The good news is that if Eigner had suspected lymph node or metastatic involvement he would have ordered imaging studies prior to surgery. He didn’t. That’s a positive sign, but only that. We won’t know until the surgery is over, perhaps not even then. We may have to wait on the pathology report, or even the first few p.s.a readings in the year + after surgery.

My emotions ride along the trajectory of which outcome dominates my mood. Most of the time I imagine negative margins on the removed prostate. That means no cancer cells in the tissue surrounding the removed organ. Not definite relative to NxMx, but very positive. Occasionally my rational side will bring me up short while I’m feeling good about this most likely outcome. Wait, it says. You might be right, but what if you’re wrong. Then, you’re feelings will fall from the height of hope to the canyon of uncertainty. Oh. Right.

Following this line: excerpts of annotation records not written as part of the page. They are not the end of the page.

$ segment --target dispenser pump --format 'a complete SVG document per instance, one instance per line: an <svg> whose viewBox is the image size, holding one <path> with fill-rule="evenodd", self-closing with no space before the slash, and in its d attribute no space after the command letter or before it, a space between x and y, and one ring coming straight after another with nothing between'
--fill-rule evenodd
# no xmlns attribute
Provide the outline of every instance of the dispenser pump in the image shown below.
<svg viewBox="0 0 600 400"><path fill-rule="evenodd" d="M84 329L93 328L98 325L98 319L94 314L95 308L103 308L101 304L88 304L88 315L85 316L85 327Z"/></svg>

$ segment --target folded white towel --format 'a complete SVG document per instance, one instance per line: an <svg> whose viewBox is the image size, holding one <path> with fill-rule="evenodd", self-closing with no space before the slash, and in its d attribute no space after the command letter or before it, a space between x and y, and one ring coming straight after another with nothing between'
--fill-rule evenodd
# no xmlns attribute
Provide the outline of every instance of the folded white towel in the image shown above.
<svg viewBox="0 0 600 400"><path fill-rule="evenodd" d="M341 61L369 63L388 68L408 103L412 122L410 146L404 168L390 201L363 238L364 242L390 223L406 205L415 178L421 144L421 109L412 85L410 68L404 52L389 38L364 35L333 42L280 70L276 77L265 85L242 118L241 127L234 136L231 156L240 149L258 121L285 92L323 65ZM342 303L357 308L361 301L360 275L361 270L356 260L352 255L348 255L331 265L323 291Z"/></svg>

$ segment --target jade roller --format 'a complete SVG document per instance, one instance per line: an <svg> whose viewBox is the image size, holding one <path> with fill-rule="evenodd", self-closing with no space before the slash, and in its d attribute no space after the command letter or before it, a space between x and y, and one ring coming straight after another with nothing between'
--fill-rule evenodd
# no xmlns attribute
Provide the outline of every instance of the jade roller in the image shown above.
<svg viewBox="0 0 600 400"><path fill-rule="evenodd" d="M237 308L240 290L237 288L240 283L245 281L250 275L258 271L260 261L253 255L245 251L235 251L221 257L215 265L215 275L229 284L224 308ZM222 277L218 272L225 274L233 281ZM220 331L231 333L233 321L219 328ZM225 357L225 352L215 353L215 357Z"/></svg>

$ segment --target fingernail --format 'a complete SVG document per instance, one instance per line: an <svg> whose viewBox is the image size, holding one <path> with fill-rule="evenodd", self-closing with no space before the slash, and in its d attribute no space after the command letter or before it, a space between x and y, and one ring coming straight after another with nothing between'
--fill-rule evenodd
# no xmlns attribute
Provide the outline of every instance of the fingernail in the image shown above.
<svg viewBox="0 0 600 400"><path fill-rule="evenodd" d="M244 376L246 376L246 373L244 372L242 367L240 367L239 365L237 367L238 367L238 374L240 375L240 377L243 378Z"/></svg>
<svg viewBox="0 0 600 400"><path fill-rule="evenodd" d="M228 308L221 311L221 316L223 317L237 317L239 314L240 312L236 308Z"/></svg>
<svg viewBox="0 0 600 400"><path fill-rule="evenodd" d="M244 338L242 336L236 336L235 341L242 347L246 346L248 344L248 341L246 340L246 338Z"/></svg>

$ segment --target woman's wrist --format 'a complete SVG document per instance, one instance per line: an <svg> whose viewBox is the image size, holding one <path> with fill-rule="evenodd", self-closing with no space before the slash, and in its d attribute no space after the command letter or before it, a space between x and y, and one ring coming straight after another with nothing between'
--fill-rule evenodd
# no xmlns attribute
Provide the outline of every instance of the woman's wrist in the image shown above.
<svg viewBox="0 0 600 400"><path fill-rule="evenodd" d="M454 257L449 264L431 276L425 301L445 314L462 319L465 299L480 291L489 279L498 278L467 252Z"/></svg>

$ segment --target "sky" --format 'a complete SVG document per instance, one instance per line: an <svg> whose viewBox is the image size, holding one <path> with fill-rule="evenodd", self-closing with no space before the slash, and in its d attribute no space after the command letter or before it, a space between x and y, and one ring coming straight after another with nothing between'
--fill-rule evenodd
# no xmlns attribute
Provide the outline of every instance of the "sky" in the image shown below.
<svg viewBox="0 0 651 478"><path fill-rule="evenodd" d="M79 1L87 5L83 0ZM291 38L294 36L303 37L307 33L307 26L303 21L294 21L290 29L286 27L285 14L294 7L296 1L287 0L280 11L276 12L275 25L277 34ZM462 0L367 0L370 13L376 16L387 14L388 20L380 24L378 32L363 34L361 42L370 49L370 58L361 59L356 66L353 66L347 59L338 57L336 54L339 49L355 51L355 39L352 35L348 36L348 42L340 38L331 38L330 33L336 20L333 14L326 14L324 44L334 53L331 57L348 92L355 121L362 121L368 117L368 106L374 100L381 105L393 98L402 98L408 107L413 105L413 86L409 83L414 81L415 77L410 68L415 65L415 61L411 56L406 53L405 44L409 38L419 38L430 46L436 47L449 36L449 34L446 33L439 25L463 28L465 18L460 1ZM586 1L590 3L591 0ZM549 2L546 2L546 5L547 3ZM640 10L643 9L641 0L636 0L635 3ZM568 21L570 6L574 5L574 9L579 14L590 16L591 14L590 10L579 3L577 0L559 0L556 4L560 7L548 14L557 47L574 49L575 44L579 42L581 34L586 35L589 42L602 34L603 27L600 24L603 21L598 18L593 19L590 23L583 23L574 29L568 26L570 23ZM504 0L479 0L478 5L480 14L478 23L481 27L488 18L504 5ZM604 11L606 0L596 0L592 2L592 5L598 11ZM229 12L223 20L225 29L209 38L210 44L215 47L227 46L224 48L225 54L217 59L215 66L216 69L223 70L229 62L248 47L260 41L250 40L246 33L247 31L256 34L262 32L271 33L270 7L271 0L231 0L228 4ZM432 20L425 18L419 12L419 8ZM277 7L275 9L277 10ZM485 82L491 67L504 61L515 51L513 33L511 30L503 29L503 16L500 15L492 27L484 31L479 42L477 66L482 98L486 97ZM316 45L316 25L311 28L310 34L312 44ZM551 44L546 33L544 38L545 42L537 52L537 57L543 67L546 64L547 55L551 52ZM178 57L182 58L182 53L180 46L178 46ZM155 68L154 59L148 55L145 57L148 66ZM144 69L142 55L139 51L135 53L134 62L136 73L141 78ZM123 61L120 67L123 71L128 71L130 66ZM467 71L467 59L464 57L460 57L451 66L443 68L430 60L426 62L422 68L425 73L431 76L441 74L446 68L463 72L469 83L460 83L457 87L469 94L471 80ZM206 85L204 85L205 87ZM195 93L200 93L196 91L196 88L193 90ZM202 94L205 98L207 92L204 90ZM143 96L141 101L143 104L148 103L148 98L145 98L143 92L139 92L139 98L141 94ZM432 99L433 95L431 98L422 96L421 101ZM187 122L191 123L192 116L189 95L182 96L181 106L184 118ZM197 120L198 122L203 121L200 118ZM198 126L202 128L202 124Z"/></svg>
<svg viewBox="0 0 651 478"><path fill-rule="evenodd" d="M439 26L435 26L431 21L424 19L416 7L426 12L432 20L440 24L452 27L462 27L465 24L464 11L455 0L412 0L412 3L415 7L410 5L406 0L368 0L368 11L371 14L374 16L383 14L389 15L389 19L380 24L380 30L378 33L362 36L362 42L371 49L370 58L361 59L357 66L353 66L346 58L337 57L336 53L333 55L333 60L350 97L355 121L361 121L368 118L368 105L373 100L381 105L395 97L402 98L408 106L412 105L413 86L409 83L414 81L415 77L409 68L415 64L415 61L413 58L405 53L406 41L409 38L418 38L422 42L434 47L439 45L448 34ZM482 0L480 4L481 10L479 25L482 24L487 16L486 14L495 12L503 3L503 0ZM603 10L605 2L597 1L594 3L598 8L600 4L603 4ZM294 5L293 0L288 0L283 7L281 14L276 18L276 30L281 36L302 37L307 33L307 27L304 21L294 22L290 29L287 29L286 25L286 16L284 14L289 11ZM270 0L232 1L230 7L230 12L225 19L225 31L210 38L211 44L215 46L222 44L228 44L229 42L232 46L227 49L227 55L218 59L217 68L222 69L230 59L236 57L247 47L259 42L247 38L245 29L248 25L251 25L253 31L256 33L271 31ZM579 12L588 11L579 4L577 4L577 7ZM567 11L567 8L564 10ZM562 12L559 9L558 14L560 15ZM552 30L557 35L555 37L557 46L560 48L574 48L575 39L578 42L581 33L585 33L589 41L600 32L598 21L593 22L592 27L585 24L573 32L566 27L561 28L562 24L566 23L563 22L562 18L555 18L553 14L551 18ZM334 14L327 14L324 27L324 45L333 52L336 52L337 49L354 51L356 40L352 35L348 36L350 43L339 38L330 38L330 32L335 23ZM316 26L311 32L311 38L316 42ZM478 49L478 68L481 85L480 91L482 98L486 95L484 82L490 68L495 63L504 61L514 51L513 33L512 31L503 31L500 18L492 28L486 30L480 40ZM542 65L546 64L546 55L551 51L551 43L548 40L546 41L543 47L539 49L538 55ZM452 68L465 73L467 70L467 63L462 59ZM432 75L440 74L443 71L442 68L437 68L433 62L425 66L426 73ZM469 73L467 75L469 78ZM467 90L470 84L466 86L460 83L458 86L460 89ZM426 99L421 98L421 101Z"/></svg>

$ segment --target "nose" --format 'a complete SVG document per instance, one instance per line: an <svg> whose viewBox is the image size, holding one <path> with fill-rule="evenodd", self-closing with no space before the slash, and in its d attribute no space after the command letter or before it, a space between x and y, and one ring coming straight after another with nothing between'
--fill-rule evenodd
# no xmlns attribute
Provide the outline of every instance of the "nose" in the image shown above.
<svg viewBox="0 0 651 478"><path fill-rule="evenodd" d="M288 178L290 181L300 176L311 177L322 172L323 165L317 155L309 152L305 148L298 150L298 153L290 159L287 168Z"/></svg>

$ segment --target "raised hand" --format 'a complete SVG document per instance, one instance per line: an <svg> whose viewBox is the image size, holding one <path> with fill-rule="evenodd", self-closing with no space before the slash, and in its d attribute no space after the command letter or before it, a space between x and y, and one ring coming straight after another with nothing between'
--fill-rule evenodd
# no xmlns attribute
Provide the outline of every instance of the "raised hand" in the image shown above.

When rationality moves me to consider all the possible outcomes, then I can slip into fear. One problem with an active imagination (7 novels and one underway) is that I have no difficulty following the path of more tests, more treatment all the way to death. The first feeling that comes in the wake of that thought is fear.

I’ve worked out over the last 50 or so years, a philosophical position that calms me before the fear dominates and shakes my foundations. Usually. Nothing’s 100 percent. I’ve expressed it elsewhere. The short version is: something, some time. It’s buttressed too by my belief that life is the mystery, death is ordinary. And those rocks around Turkey Creek and Deer Creek Canyon roads. The ones that have been here so much longer than I’ve been alive and will be here so much longer after I die.